Maintenance & Operations
Overview
Section titled “Overview”The knowledge graph is a living resource. Over time, observations accumulate, entities grow, and patterns shift. Without periodic maintenance, the graph degrades — duplicate observations inflate search results, oversized entities lose topical focus, and stale entries compete with fresh data for ranking relevance.
sofia acts as the gatekeeper for all maintenance operations. No tool in the maintenance toolkit modifies the graph without explicit approval. The philosophy is straightforward: tools flag issues, humans decide what to do.

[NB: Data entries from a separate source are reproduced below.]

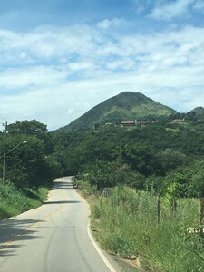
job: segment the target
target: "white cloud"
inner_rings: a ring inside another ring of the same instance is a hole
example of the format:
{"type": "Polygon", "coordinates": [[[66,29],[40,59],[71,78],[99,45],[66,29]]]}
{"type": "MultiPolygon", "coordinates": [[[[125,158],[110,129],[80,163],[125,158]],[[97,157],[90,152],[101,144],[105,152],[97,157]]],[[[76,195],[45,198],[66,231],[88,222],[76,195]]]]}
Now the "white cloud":
{"type": "Polygon", "coordinates": [[[195,0],[176,0],[164,1],[160,5],[156,5],[149,17],[156,20],[170,21],[174,18],[188,15],[189,7],[194,4],[195,0]]]}
{"type": "Polygon", "coordinates": [[[121,24],[123,23],[124,23],[124,20],[119,19],[119,18],[114,18],[112,20],[105,19],[103,21],[99,22],[97,24],[97,26],[99,28],[106,30],[106,29],[109,29],[112,26],[119,26],[120,24],[121,24]]]}
{"type": "Polygon", "coordinates": [[[1,112],[68,124],[125,90],[189,111],[204,106],[204,28],[119,34],[85,25],[0,31],[1,112]]]}
{"type": "Polygon", "coordinates": [[[199,12],[204,12],[204,1],[203,0],[197,0],[193,8],[199,12]]]}

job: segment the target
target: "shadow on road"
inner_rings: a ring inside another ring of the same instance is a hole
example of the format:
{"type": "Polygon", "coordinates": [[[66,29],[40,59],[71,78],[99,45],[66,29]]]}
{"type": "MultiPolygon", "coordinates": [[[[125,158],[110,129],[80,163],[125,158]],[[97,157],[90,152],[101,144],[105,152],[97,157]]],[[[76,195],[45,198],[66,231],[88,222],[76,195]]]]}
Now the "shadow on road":
{"type": "Polygon", "coordinates": [[[72,204],[72,203],[82,203],[82,201],[74,201],[74,200],[61,200],[61,201],[46,201],[44,204],[72,204]]]}
{"type": "Polygon", "coordinates": [[[51,189],[74,189],[71,183],[63,181],[55,181],[54,186],[51,189]]]}
{"type": "Polygon", "coordinates": [[[39,238],[37,231],[28,229],[36,222],[43,220],[9,219],[0,221],[0,257],[15,255],[15,249],[21,246],[15,244],[15,241],[39,238]]]}

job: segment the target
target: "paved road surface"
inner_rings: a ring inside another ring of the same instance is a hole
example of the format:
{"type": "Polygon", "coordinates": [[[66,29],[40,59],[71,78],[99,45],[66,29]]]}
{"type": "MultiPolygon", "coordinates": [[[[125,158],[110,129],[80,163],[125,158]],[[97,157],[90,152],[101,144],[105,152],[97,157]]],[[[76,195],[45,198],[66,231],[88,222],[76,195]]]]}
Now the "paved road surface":
{"type": "Polygon", "coordinates": [[[44,205],[0,221],[0,271],[115,271],[87,234],[88,213],[70,179],[57,179],[44,205]]]}

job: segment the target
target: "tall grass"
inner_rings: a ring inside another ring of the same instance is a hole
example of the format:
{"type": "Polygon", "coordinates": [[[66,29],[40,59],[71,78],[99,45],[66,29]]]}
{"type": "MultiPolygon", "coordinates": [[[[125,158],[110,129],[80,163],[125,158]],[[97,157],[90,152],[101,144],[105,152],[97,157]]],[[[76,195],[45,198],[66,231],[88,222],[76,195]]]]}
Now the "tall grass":
{"type": "Polygon", "coordinates": [[[18,189],[12,182],[0,183],[0,219],[42,205],[46,196],[46,188],[18,189]]]}
{"type": "Polygon", "coordinates": [[[140,257],[155,272],[204,271],[204,239],[188,228],[199,225],[199,200],[182,199],[173,212],[168,199],[116,187],[91,200],[92,226],[101,245],[123,257],[140,257]],[[107,194],[106,194],[107,196],[107,194]]]}

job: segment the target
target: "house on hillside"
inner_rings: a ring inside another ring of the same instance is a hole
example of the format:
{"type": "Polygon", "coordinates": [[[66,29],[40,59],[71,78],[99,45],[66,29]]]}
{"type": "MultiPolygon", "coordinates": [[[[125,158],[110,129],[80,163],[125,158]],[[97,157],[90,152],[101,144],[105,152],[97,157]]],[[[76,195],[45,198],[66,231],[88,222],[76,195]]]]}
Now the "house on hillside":
{"type": "Polygon", "coordinates": [[[185,121],[185,119],[174,119],[173,121],[185,121]]]}
{"type": "Polygon", "coordinates": [[[121,127],[123,126],[135,126],[137,124],[136,120],[135,121],[121,121],[121,127]]]}

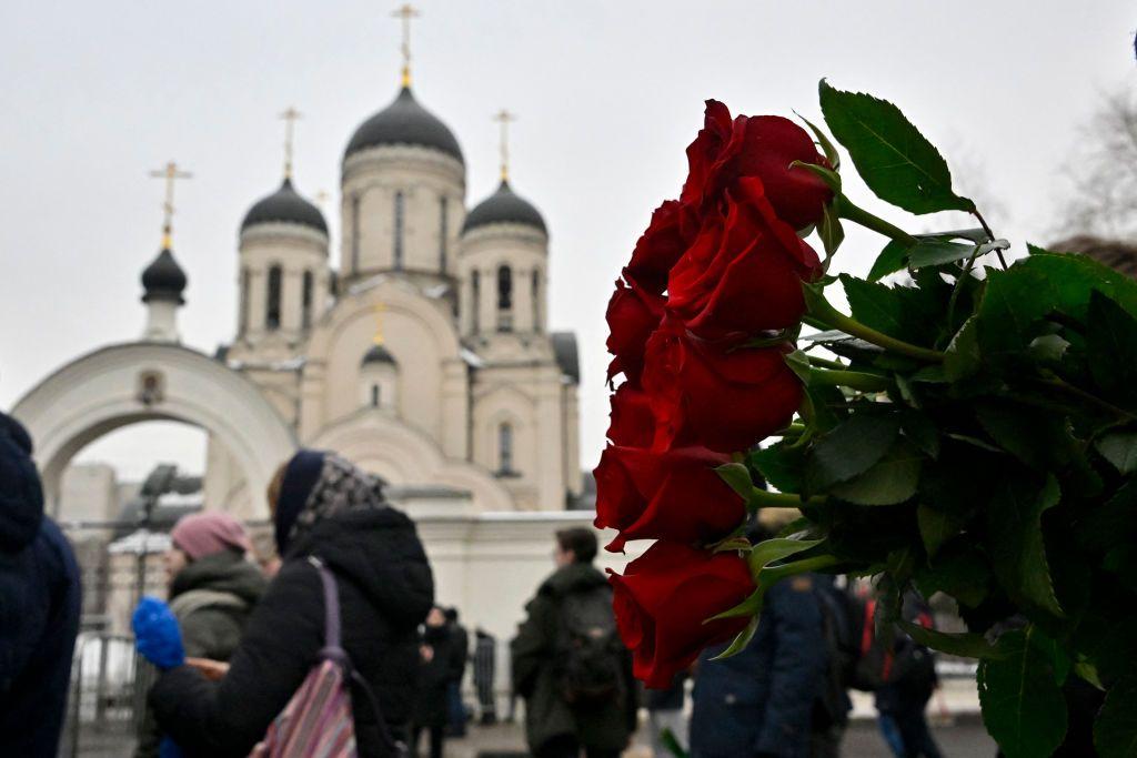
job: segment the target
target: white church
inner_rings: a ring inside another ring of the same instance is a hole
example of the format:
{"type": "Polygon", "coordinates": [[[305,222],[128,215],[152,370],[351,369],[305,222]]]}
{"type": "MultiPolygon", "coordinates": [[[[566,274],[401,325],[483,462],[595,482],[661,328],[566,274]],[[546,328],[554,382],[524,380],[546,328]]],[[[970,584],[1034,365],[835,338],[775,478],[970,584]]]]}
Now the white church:
{"type": "Polygon", "coordinates": [[[180,341],[188,282],[167,166],[141,339],[76,358],[13,409],[35,439],[50,513],[68,518],[74,456],[139,422],[202,428],[205,507],[250,522],[267,518],[266,484],[296,449],[334,450],[417,520],[439,601],[507,639],[551,570],[553,532],[592,515],[575,338],[548,328],[549,230],[506,169],[503,140],[500,184],[467,207],[458,140],[405,66],[395,99],[347,140],[334,253],[290,158],[251,205],[234,251],[235,333],[209,355],[180,341]]]}

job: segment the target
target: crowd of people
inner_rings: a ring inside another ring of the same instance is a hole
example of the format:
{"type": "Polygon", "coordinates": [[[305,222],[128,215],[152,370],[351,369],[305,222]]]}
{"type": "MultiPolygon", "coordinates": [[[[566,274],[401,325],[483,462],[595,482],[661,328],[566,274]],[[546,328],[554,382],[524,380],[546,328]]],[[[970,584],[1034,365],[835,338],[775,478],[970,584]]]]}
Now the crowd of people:
{"type": "MultiPolygon", "coordinates": [[[[0,755],[36,757],[59,742],[81,586],[44,516],[32,444],[0,415],[0,755]]],[[[435,602],[415,525],[379,480],[301,450],[267,497],[275,560],[258,566],[243,526],[222,513],[185,516],[171,532],[167,599],[143,599],[133,618],[156,670],[136,756],[437,758],[473,717],[467,668],[479,722],[498,720],[497,641],[480,628],[471,640],[457,609],[435,602]]],[[[832,577],[775,584],[739,655],[706,650],[667,690],[644,692],[597,548],[592,530],[556,533],[555,570],[509,644],[532,756],[620,756],[646,707],[642,742],[655,756],[829,758],[850,686],[875,691],[896,756],[939,756],[923,716],[936,686],[929,651],[903,634],[878,641],[872,601],[832,577]]],[[[915,595],[904,615],[931,623],[915,595]]]]}

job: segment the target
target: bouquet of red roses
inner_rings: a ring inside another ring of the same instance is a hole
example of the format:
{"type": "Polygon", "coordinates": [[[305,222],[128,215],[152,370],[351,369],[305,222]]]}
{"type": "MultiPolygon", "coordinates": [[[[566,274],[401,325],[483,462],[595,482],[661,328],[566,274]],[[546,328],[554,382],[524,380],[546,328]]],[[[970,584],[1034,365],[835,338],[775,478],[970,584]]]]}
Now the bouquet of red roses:
{"type": "Polygon", "coordinates": [[[978,226],[905,232],[844,194],[820,128],[707,101],[607,311],[596,524],[609,550],[655,540],[612,576],[636,675],[666,686],[709,644],[740,650],[781,578],[871,576],[882,630],[981,659],[1007,756],[1062,742],[1071,677],[1106,693],[1098,752],[1131,756],[1137,283],[1035,247],[1007,266],[895,106],[822,82],[821,109],[878,198],[978,226]],[[828,274],[843,223],[886,238],[863,278],[828,274]],[[838,283],[850,315],[824,297],[838,283]],[[800,517],[750,544],[766,507],[800,517]],[[970,631],[904,624],[910,586],[952,595],[970,631]]]}

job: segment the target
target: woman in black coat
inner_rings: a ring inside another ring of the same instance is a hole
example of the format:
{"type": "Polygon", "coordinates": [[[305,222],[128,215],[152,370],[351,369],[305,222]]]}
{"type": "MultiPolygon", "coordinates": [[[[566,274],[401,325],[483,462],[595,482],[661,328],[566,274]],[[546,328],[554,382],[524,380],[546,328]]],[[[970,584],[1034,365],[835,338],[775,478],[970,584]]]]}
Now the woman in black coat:
{"type": "MultiPolygon", "coordinates": [[[[379,481],[347,460],[301,450],[269,488],[283,565],[249,618],[227,673],[190,666],[150,691],[163,731],[186,756],[247,756],[317,663],[324,644],[318,557],[338,580],[343,648],[379,700],[387,731],[406,736],[418,669],[418,625],[433,603],[414,523],[379,481]]],[[[359,755],[391,753],[367,698],[352,689],[359,755]]]]}

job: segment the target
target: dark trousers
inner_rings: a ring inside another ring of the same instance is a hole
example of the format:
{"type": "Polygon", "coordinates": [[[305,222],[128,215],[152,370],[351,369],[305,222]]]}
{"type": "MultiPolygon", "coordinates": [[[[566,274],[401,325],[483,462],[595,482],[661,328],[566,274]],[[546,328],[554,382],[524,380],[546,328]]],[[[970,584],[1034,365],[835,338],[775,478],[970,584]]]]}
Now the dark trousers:
{"type": "Polygon", "coordinates": [[[430,758],[442,758],[442,742],[446,740],[446,726],[416,726],[410,734],[410,755],[418,758],[418,742],[423,731],[430,733],[430,758]]]}
{"type": "Polygon", "coordinates": [[[555,736],[537,751],[537,758],[580,758],[581,750],[588,758],[620,758],[622,750],[596,750],[582,748],[580,741],[571,734],[555,736]]]}
{"type": "Polygon", "coordinates": [[[922,705],[915,708],[882,711],[880,731],[898,758],[943,758],[928,728],[922,705]]]}

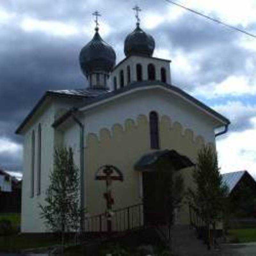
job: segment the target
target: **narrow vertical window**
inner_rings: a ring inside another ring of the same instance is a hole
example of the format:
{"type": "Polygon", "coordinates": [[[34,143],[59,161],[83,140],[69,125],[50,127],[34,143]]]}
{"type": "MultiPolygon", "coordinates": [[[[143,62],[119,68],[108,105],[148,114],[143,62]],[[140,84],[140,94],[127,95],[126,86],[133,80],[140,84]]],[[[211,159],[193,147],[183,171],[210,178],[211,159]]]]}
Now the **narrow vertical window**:
{"type": "Polygon", "coordinates": [[[92,74],[90,74],[90,81],[89,81],[89,82],[90,83],[90,86],[92,86],[92,74]]]}
{"type": "Polygon", "coordinates": [[[130,66],[127,66],[127,84],[131,83],[131,69],[130,66]]]}
{"type": "Polygon", "coordinates": [[[156,69],[152,63],[148,65],[148,80],[153,81],[156,80],[156,69]]]}
{"type": "Polygon", "coordinates": [[[98,73],[96,74],[96,84],[97,85],[100,85],[100,74],[98,73]]]}
{"type": "Polygon", "coordinates": [[[136,65],[136,71],[137,73],[137,81],[142,81],[142,67],[140,64],[136,65]]]}
{"type": "Polygon", "coordinates": [[[161,82],[166,83],[166,71],[164,68],[161,68],[161,82]]]}
{"type": "Polygon", "coordinates": [[[120,87],[123,88],[124,85],[124,70],[122,69],[120,71],[120,87]]]}
{"type": "Polygon", "coordinates": [[[40,195],[41,193],[41,124],[39,124],[38,126],[38,135],[37,137],[37,195],[40,195]]]}
{"type": "Polygon", "coordinates": [[[30,196],[34,196],[34,177],[35,172],[35,132],[32,132],[31,141],[31,173],[30,180],[30,196]]]}
{"type": "Polygon", "coordinates": [[[149,114],[150,145],[152,149],[159,148],[159,134],[158,116],[156,112],[152,111],[149,114]]]}
{"type": "Polygon", "coordinates": [[[117,89],[117,84],[116,83],[116,77],[114,77],[114,90],[116,91],[117,89]]]}

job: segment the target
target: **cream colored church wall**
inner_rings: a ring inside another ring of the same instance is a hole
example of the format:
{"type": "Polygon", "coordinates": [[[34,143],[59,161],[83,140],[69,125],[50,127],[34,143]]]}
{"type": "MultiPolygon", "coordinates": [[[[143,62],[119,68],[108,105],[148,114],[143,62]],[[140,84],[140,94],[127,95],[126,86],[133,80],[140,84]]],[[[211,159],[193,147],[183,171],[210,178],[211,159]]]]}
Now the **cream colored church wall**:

The maintenance tools are read-only by design — they report, they never modify without explicit approval. This section covers four operational concerns and wraps up with best practices for keeping the graph healthy.
Semantic Deduplication
Section titled “Semantic Deduplication”When new observations are added to an entity, the system checks them against existing observations for that entity. If a new observation is semantically similar to one that already exists, it is not discarded — instead, it is flagged for later review.
How flagging works
Section titled “How flagging works”The observations table includes a similarity_flag column (default 0). When add_observations() runs, it calculates cosine similarity between the incoming observation and every existing observation for that entity:
| Condition | Threshold | Action |
|---|---|---|
| Cosine similarity >= 0.85 | 0.85 | Set similarity_flag=1 on the new observation |
| Containment score >= 0.70 (asymmetric length) | 0.70 | Set similarity_flag=1 on the new observation |
| No match | — | similarity_flag stays 0 |
The combined similarity check handles asymmetric text length. When one text is at least 2x longer than the other (length ratio >= 2.0), cosine similarity alone is unreliable — a short observation will always look similar to a long one that contains it. In that case, the system computes a containment score (the fraction of the shorter text’s tokens present in the longer one). If containment >= 0.7, the observation is flagged even if cosine similarity is below 0.85.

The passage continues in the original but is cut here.